CREATE TRIGGER tOnlyOneRoot
ON [gt].[Hierarchy]
AFTER INSERT, UPDATE
AS
DECLARE #rootAmount TINYINT
DECLARE #result BIT
SELECT #rootAmount=COUNT(1) FROM [gt].[Hierarchy] WHERE [Root]=1
IF #rootAmount=1
set #result=1
ELSE
set #result=0
IF #result=0
BEGIN
RAISERROR ('Only one root',0,0);
ROLLBACK TRANSACTION
RETURN
END
GO
DoTheJob trigger
This trigger will check for all inserted/updated rows and if more than one Root will be passed it will throw exception. In other case, so if one new Root will be updated or inserted, trigger will allow to do it and after operation it will change Root value for all other rows to 0.
CREATE TRIGGER tOnlyOneRootDoTheJob
ON [gt].[Hierarchy]
AFTER INSERT, UPDATE
AS
DECLARE #insertedCount TINYINT
SELECT #insertedCount = COUNT(1) FROM inserted WHERE [Root]=1
if (#insertedCount > 1)
BEGIN
RAISERROR ('Only one root',0,0);
ROLLBACK TRANSACTION
RETURN
END
DECLARE #newRootId INT
SELECT #newRootId = [HierarchyId] FROM inserted WHERE [Root]=1
UPDATE [gt].[Hierarchy] SET [Root]=0 WHERE [HierarchyId] <> #newRootId
GO
This is the solution we tried to achieve. Only one root rule is always meet. (Additional trigger for Delete should be done)
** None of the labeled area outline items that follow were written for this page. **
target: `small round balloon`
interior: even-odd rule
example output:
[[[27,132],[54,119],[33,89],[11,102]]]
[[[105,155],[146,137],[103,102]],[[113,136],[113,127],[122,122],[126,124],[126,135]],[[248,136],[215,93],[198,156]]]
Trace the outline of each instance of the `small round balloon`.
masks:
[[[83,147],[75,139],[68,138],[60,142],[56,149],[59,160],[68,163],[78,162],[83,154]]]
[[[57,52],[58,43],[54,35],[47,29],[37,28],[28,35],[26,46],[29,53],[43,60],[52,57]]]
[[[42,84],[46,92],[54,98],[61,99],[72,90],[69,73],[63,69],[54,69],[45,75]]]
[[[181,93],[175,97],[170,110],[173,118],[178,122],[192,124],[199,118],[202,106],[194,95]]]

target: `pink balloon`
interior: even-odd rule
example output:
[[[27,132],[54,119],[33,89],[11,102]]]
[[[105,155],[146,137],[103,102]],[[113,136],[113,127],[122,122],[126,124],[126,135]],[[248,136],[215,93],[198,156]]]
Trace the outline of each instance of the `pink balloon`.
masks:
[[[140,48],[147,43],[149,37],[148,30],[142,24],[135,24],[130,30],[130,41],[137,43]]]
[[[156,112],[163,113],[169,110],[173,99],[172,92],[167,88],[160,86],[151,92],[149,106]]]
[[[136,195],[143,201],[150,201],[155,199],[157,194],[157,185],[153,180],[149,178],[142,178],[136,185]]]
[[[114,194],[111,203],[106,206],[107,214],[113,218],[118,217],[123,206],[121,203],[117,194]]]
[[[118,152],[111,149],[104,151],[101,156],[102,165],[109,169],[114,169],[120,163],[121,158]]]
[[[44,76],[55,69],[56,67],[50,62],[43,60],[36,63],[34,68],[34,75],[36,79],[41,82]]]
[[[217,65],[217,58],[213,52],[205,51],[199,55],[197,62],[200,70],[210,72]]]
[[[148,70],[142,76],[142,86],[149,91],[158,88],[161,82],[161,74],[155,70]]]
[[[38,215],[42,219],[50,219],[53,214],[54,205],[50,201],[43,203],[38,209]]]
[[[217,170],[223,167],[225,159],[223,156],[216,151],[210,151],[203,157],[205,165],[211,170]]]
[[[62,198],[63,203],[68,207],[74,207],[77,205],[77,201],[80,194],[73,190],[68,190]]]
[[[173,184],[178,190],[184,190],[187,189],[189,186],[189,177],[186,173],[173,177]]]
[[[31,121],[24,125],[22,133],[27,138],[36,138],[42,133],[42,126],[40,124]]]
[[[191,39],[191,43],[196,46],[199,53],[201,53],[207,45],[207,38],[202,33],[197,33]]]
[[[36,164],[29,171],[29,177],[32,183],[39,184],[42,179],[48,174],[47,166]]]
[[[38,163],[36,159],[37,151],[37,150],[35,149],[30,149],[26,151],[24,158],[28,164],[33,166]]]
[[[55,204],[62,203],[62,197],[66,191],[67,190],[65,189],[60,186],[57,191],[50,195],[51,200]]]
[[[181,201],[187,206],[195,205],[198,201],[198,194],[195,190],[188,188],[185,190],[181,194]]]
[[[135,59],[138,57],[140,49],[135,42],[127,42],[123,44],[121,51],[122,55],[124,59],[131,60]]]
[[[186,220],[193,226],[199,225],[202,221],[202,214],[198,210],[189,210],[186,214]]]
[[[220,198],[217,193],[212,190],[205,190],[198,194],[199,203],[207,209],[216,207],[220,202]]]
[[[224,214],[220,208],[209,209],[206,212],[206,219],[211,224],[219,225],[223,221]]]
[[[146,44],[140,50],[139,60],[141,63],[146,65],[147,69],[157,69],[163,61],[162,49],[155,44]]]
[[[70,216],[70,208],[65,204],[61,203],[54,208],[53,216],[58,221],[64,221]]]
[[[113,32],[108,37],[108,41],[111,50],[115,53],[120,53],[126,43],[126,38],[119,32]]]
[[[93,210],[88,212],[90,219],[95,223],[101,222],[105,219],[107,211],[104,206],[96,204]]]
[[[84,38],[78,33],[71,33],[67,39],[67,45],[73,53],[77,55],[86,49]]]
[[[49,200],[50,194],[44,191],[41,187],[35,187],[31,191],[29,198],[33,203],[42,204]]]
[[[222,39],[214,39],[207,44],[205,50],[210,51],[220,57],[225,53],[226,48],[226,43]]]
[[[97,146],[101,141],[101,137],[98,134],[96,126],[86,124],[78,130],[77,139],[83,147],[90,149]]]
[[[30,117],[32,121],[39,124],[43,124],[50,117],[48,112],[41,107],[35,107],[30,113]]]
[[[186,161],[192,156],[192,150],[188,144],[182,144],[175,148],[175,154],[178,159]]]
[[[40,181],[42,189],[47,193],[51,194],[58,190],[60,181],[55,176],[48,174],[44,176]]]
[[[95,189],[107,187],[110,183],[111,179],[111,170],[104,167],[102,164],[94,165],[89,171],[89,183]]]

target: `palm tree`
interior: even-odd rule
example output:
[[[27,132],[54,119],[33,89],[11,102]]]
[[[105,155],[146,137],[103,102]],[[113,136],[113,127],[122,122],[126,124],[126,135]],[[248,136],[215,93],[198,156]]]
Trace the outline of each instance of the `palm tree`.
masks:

Different table and relation
This is lets say more normalized way. We create new table allow only to have one row (using the options described above) and we join.
CREATE TABLE [gt].[HierarchyDefault](
[HierarchyId] INT PRIMARY KEY NOT NULL,
CONSTRAINT FK_HierarchyDefault_Hierarchy FOREIGN KEY (HierarchyId) REFERENCES [gt].[Hierarchy](HierarchyId)
)
Does it will hit the performance?
With one column
SET STATISTICS TIME ON;
SELECT [HierarchyId],[ParentHierarchyId],[Root]
FROM [gt].[Hierarchy] WHERE [root]=1
SET STATISTICS TIME OFF;
Result
CPU time = 0 ms, elapsed time = 0 ms.
With join:
SET STATISTICS TIME ON;
SELECT h.[HierarchyId],[ParentHierarchyId],[Root]
FROM [gt].[Hierarchy] h
INNER JOIN [gt].[HierarchyDefault] hd on h.[HierarchyId]=hd.[HierarchyId]
WHERE [root]=1
SET STATISTICS TIME OFF;
Result
CPU time = 0 ms, elapsed time = 0 ms.
Summary
I will use the trigger. It is some magic in the table, but it did all job under the hood.
Easy table creation:
CREATE TABLE [gt].[Hierarchy](
[HierarchyId] INT PRIMARY KEY IDENTITY(1,1),
[ParentHierarchyId] INT NULL,
[Root] BIT
CONSTRAINT FK_Hierarchy_Hierarchy FOREIGN KEY (ParentHierarchyId)
REFERENCES [gt].[Hierarchy](HierarchyId)
)
You could apply an Instead of Insert trigger and check the value as it's coming in.
Create Trigger TRG_MyTrigger
on MyTable
Instead of Insert
as
Begin
--Check to see if the row is marked as active....
If Exists(Select * from inserted where IsDefault= 1)
Begin
Update Table Set IsDefault=0 where ID= (select ID from inserted);
insert into Table(Columns)
select Columns from inserted
End
End
Alternatively you could apply a unique constraint on the column.
The accepted answer to the below question is both interesting and relevant:
Constraint for only one record marked as default
"But the serious relational folks will tell you this information
should just be in another table."
Have a separate 1 row table that tells you which record is 'default'. Anon touched on this in his comment.
I think this is the best approach - simple, clean & doesn't require a 'clever' esoteric solution prone to errors or later misunderstanding. You can even drop the IsDefualt column.